Wie werden Widerstände anhand ihrer Bauweise klassifiziert?

Erfahren Sie, wie Widerstände nach ihrer Bauweise klassifiziert werden, einschließlich Drahtwiderstände, Kohleschichtwiderstände und Metalloxidschichtwiderstände.

Wie werden Widerstände anhand ihrer Bauweise klassifiziert?

Widerstände sind grundlegende elektronische Bauelemente, die in zahlreichen Schaltungen zur Steuerung des Stroms und zur Spannungsregulierung eingesetzt werden. Ihre Bauweise ist entscheidend für ihre Leistung und Anwendung. Im Folgenden werden die verschiedenen Arten von Widerständen und ihre Konstruktionsprinzipien klassifiziert.

Klassifizierung von Widerständen

  • Festsatzwiderstände

  • Festsatzwiderstände haben einen festen Widerstandswert, der sich unter normalen Betriebsbedingungen nicht ändert. Sie sind in vielen Schaltungen weit verbreitet und können nach ihrem Material und ihrer Konstruktionsweise weiter unterteilt werden:

    • Kohleschichtwiderstände: Diese bestehen aus einer dünnen Kohleschicht auf einem Keramikträger. Sie sind kostengünstig, haben aber größere Toleranzen und Rauschpegel.
    • Metallschichtwiderstände: Hergestellt aus einer dünnen Metallschicht auf einem isolierenden Trägermaterial. Sie bieten eine höhere Genauigkeit und Stabilität als Kohleschichtwiderstände.
    • Drahtwiderstände: Bei diesen wird ein dünner Draht, meist aus einer Legierung wie Konstantan oder Nickel-Chrom, zu einer Spule gewickelt. Sie haben eine hohe Belastbarkeit und Genauigkeit, sind aber größer und teurer.
    • Dickschicht- und Dünnschichtwiderstände: Diese Widerstände werden durch Aufbringen einer dicken oder dünnen Schicht eines resistiven Materials auf einen Substrat hergestellt. Dünnschichtwiderstände sind besonders präzise und haben niedrige Toleranzen.
  • Veränderbare Widerstände

  • Diese Widerstände erlauben die Einstellung eines gewünschten Widerstandswertes. Sie sind vielseitig und in verschiedenen Anwendungen einsetzbar.
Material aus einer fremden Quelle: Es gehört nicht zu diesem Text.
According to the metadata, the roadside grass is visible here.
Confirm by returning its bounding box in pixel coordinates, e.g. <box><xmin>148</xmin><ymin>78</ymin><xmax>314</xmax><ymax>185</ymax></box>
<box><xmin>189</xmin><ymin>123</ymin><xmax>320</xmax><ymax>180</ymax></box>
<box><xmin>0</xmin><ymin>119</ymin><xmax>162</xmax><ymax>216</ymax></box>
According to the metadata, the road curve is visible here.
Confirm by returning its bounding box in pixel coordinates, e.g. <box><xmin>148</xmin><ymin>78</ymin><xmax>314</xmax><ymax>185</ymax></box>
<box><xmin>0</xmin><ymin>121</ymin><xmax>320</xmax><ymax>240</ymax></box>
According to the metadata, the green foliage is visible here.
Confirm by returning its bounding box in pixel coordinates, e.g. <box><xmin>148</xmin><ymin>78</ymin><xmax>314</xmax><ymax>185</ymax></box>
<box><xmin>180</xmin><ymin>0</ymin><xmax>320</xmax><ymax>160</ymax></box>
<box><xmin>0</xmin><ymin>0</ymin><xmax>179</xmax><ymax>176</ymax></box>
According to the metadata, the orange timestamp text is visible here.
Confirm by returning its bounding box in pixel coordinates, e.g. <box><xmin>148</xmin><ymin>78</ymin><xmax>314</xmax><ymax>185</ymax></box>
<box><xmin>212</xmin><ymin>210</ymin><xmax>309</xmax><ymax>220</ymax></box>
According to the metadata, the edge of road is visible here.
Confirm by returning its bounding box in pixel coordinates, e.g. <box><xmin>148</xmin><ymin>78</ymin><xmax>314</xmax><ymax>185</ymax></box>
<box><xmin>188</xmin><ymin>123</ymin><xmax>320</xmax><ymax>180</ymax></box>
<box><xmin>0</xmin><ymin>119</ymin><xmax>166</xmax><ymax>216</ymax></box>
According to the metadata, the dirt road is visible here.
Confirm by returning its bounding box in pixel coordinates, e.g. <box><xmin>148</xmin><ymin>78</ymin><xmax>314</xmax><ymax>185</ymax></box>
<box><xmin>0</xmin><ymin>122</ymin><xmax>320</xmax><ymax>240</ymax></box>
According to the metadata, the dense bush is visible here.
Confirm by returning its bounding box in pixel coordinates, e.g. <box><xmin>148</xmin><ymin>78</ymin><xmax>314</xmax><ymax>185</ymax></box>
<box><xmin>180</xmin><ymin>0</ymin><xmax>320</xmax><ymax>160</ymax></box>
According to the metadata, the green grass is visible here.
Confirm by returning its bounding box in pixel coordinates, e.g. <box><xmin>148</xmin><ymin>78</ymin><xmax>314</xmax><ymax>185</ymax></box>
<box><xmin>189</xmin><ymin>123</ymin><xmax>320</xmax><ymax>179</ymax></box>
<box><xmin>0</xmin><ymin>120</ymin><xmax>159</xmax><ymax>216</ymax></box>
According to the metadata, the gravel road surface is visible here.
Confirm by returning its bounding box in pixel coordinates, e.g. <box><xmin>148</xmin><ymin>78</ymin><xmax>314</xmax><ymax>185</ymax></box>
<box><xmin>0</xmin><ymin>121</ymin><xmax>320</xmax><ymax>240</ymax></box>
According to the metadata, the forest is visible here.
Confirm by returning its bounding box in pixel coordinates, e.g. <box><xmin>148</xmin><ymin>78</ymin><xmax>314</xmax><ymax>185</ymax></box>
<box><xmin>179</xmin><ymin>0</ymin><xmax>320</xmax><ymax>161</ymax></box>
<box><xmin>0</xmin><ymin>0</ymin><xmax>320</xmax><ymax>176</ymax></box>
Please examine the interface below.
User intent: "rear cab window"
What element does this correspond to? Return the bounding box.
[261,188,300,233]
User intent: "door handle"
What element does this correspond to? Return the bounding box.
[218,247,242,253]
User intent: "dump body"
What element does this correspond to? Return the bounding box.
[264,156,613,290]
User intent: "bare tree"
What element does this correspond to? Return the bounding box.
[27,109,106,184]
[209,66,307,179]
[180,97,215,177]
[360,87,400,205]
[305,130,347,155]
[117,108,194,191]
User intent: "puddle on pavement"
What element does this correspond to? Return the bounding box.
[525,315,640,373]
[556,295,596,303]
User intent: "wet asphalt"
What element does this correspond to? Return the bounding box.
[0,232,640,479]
    • Potentiometer: Ein drehbarer Widerstand, bei dem der Wert durch Drehen eines Knopfes eingestellt wird. Potentiometer werden häufig zur Lautstärkeregelung und zur Anpassung der Eingangsspannung verwendet.
    • Rheostaten: Ähnlich wie Potentiometer, werden aber in Stromkreisen mit höheren Strömen verwendet. Sie dienen zur Einstellung des Stroms und der Spannung.
  • Thermische Widerstände

  • Der Widerstandswert dieser Komponenten ändert sich mit der Temperatur. Sie sind wichtig für Temperaturmessungen und -regelungen.

    • Thermistoren: Diese widerstandsabhängigen Bauteile ändern ihren Wert deutlich bei Temperaturänderungen. Es gibt NTC-Thermistoren (negativer Temperaturkoeffizient), die bei steigender Temperatur einen geringeren Widerstand aufweisen, und PTC-Thermistoren (positiver Temperaturkoeffizient), deren Widerstand mit steigender Temperatur zunimmt.
    • RTDs (Resistance Temperature Detectors): Diese nutzen Materialien wie Platin, das bei Temperaturänderungen eine sehr lineare Widerstandsänderung aufweist. Sie sind präzise und stabil, aber auch teurer.
  • Spannungsabhängige Widerstände

  • Diese Widerstände ändern ihren Wert in Abhängigkeit von der angelegten Spannung. Sie werden oft zum Schutz von Schaltungen verwendet.

    • Varistoren: Diese Widerstände haben einen nichtlinearen Widerstand, der bei steigendem Spannungspegel abnimmt und somit Stromspitzen absorbiert und Spannungsspitzen in Schaltungen begrenzt.

Die Wahl des richtigen Widerstandes hängt von der jeweiligen Anwendung ab, einschließlich der erforderlichen Genauigkeit, Leistungsfähigkeit, Temperaturstabilität und Kosten. Jedes Design und jede Konstruktion hat dabei seine spezifischen Vor- und Nachteile.